At VMG Health, we’re dedicated to sharing our knowledge. Our experts present at in-person conferences and virtual webinars to bring you the latest compliance, strategy, and transaction insight. Sit down with our in-house experts in this blog series, where we unpack the five key takeaways from our latest speaking engagements.

1. Can you provide a high-level overview of what you spoke about at the American Society of Ophthalmic Administrators/American Society of Cataract and Refractive Surgery Annual Meeting? 

The course itself, Physician Compensation Trends for Employed and Owner Providers, had two main focal points. We discussed current compensation and benefits trends for employed providers in group practices, as well as tips for assessing the feasibility of adding new providers in today’s challenging recruitment environment. We also discussed common income and expense sharing models for owner providers in group practices. 

2. What do you think the audience was the most surprised to learn from your presentation?
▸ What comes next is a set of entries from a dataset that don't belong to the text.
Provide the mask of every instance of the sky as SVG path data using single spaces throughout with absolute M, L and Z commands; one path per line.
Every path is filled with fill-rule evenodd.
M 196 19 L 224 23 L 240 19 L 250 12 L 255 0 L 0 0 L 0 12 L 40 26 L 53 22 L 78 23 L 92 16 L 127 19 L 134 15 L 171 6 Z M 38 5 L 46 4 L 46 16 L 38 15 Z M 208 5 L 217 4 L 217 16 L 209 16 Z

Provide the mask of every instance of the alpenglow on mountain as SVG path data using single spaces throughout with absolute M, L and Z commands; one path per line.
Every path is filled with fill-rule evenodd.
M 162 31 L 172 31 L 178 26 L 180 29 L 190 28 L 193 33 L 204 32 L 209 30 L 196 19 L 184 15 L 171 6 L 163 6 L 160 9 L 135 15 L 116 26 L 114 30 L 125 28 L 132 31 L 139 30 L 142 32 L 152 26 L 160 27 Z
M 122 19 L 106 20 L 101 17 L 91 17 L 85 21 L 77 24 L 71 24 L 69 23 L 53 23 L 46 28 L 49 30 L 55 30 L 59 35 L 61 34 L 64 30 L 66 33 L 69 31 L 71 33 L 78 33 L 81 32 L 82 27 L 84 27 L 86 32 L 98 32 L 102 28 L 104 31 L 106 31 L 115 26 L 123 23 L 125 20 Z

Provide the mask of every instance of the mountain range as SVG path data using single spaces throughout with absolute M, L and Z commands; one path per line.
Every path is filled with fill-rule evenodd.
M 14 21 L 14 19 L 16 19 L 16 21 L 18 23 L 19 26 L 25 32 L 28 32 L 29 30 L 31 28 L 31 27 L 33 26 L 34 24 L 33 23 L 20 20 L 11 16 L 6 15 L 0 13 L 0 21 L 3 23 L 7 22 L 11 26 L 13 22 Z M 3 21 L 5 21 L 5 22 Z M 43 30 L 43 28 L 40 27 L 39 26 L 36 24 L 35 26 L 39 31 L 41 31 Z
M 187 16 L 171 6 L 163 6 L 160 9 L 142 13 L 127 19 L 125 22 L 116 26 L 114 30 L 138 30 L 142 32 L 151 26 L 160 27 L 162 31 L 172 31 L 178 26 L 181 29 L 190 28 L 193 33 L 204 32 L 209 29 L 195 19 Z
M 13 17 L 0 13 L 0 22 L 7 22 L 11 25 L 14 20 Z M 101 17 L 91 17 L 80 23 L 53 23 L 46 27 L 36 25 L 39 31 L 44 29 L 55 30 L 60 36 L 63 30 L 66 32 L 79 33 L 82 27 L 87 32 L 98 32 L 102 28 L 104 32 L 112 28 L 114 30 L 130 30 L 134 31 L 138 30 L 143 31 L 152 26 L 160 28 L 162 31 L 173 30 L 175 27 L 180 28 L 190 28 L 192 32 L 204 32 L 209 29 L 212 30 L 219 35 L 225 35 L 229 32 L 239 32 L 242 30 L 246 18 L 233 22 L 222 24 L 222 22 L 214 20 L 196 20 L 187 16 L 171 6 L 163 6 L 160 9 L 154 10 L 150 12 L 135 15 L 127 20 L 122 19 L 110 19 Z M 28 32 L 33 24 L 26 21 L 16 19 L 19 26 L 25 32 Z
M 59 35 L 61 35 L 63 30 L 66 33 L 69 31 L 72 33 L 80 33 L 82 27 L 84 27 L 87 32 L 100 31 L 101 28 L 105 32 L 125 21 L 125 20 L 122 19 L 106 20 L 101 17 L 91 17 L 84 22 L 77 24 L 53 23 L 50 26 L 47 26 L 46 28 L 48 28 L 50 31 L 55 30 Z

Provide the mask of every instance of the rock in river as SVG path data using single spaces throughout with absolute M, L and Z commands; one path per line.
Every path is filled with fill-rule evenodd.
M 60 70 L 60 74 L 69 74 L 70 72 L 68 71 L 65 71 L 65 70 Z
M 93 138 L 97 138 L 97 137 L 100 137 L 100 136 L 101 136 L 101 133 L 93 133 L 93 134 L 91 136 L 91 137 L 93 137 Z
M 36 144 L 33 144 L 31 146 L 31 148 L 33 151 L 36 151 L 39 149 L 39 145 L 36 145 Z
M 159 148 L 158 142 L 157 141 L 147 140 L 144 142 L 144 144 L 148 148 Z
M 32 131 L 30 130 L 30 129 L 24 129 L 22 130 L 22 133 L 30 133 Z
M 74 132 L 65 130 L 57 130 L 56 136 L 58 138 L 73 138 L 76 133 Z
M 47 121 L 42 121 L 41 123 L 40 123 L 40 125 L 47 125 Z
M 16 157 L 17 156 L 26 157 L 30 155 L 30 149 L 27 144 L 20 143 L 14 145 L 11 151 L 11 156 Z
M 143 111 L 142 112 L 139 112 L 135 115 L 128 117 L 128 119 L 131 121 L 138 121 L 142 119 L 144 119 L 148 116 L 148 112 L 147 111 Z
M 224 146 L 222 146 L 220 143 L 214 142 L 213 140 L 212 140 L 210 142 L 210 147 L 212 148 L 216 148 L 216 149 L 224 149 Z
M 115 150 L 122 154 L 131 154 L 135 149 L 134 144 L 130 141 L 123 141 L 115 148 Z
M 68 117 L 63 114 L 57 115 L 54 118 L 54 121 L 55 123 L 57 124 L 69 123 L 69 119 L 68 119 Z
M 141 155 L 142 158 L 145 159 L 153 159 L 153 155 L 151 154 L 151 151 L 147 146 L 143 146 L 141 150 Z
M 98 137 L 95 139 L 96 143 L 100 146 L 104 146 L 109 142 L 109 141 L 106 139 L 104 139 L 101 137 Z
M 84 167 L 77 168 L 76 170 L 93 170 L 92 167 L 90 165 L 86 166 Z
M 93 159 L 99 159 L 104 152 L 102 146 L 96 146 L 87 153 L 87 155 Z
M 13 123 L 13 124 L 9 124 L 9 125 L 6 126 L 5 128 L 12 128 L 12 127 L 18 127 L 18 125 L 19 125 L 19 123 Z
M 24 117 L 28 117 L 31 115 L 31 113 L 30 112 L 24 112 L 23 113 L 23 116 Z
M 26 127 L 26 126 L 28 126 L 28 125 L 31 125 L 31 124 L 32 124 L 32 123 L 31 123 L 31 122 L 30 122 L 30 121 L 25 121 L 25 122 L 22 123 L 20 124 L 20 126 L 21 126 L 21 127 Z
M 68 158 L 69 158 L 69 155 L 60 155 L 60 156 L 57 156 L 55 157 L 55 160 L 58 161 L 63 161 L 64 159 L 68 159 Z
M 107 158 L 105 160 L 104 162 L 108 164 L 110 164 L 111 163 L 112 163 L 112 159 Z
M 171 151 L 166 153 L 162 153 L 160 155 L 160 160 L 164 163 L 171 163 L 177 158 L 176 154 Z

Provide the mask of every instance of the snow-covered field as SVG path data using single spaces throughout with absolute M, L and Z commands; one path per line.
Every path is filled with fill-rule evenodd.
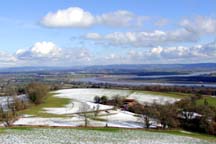
M 143 120 L 131 112 L 113 109 L 113 106 L 93 103 L 95 96 L 124 96 L 134 98 L 142 103 L 166 103 L 174 102 L 178 99 L 164 97 L 160 95 L 150 95 L 143 92 L 130 90 L 113 90 L 113 89 L 65 89 L 54 92 L 55 97 L 68 98 L 71 102 L 64 107 L 43 108 L 42 112 L 67 115 L 68 117 L 59 118 L 41 118 L 41 117 L 21 117 L 14 122 L 14 125 L 48 125 L 48 126 L 81 126 L 84 125 L 82 112 L 92 112 L 88 117 L 89 126 L 106 126 L 124 127 L 124 128 L 143 128 Z M 97 116 L 92 118 L 94 111 L 99 110 Z M 152 127 L 157 126 L 156 120 L 151 120 Z
M 161 96 L 161 95 L 153 95 L 146 94 L 138 91 L 131 90 L 115 90 L 115 89 L 64 89 L 58 90 L 55 93 L 57 97 L 64 97 L 70 99 L 76 99 L 79 101 L 90 101 L 93 102 L 95 96 L 107 96 L 108 98 L 112 98 L 113 96 L 124 96 L 127 98 L 134 98 L 140 101 L 141 103 L 173 103 L 177 101 L 176 98 Z
M 23 101 L 28 101 L 26 95 L 18 95 L 16 96 L 17 99 L 23 100 Z M 12 103 L 14 100 L 14 97 L 12 96 L 1 96 L 0 97 L 0 106 L 4 109 L 8 109 L 8 103 Z
M 8 129 L 1 144 L 212 144 L 205 140 L 139 130 L 114 132 L 62 128 Z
The biggest surprise for attendees was just how competitive the current recruitment environment is for practices looking to hire new providers. There truly is a supply and demand imbalance, meaning that there are more practices looking to hire providers than there are available ophthalmologists looking for positions. The combination of this challenge with influences from private equity–backed companies has resulted in higher, guaranteed starting salaries for providers on the job market.

All of this is happening while practices are facing declining reimbursement and ever-increasing operating expenses, making the challenging decision to hire a new provider even more complicated.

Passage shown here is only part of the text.